When does neurotic behavior lapse into madness? In A Woman Under the Influence, we are introduced to an inscrutable, emotionally vulnerable woman named Mabel (Gena Rowlands) as she goes through the rituals of everyday life: preparing for an evening alone with her husband Nick (Peter Falk), flirting with a receptive bar patron, meeting her children at the school bus stop. There is a pervasive undercurrent of volatility in her personality, perhaps symptomatic of a surfacing instability, that invariably cause people to withdraw from her. She imposes herself on one of Nick’s coworkers to dance with her during a spaghetti “breakfast”, embarrassing the baffled guest. She becomes verbally abusive to strangers who will not stop her the current time. She forces Mr. Jensen, the reluctant father of her children’s friends, to participate in their games. Mabel is isolated from the people who are closest to her, desperately reaching out for validation, only to be humored with condescension, or shamed into silence. We see a glimpse of her despair as she seeks reassurances from her family that she is a good mother. Her determination in sending the children to school on time is a constructed facade – an attempt to provide structure to her crumbling psyche – a self-affirmation that, despite her acknowledged “anxiety spells”, she is fundamentally in control. But it is soon evident that she is collapsing under the weight of her private demons, her own self-induced influences, and Nick makes the agonizing decision to have her institutionalized.

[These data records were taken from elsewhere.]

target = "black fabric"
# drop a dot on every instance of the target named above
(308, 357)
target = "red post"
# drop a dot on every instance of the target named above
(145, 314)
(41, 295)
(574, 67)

John Cassavetes’ approach to filmmaking as cinema vérité captures the honesty and integrity of human emotion unembellished. Using medium shots, Cassavetes places us in the center of the milieu: a guest at the dinner table, a coworker listening to Nick’s guilt and denial over his wife’s commitment, a party reveler welcoming the recuperated Mabel home. His camera movement is deliberate, using panning sequences to reflect the chaos of the situation. Initially, we see a disorganized Mabel sending the children away with their grandmother, and later responding to the doctor’s inquiry with resistance and hysteria. However, after sending Mabel away, it is Nick who loses self-control, instigating an argument that leads to an unfortunate accident. In the end, after an awkward homecoming, Nick and Mabel return to the distraction of arranging the dinner table, attempting to bring some semblance of order into their disrupted lives – reconciling with their own culpability and failures – alone in the room, together.